GALVESTON, TX – Big drama at Galveston’s John Sealy Hospital Wednesday. University of Texas Medical Branch police stormed the Labor and Delivery wing looking for a reported gunman. Luckily, there was no shooter found; it was just a drill preparing staff in the event — God forbid — that a gunman ever shows up at the hospital.
A hooded actor went from one staff member to another asking to see a mysterious “Jimmy John.” When nurses and volunteers said there was no one by that name, he would pretend to shoot them with a red plastic gun.
The scene saw the gunman walk down the hall of the hospital’s third floor, shooting four other folks before mistakenly shooting his own mother and then committing suicide. All through the exercise, doctors and staff were advised at what police and staff should be doing at each point.
The drill continued with police rushing in to assess the situation and make the scene safe for medical staff, who followed to get the “injured” taken care of. To an unknowing bystander, this might have appeared to be a silly exercise. But it’s preparation for something pretty important, according to pediatrician Dr. Joan Richardson, UTMB’s Institutional Awareness Preparedness Officer: “What would we do if there were an active shooter in the hospital in terms of mobilizing our emergency services and taking care of the shooter and also taking care of anybody that might have been injured?”
“We have these drills periodically. This is the first time we’ve practiced in the hospital,” said Thomas Engells, UTMB chief of police. “It’s more realistic than in a controlled training environment, all in pursuit of making us a safer and (more) secure campus community.”

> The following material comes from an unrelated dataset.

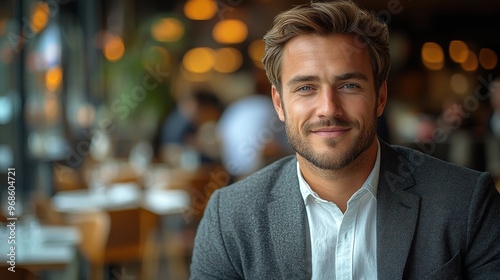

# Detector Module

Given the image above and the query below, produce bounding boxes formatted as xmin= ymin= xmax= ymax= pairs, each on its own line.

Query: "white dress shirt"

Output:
xmin=297 ymin=144 xmax=380 ymax=280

That’s why surgical tech Deborah Warren volunteered to play the shooter’s first victim, “With the way thing are happening here in the world today, I thought that it would be my purpose and my part in life just to show what we can do to eliminate this from happening at this university.”
“We’re trying to maintain and provide the safest kind of environment that we can for our patients,” explained Dr. Richardson. If it takes a little make-believe to achieve that, we say, play on!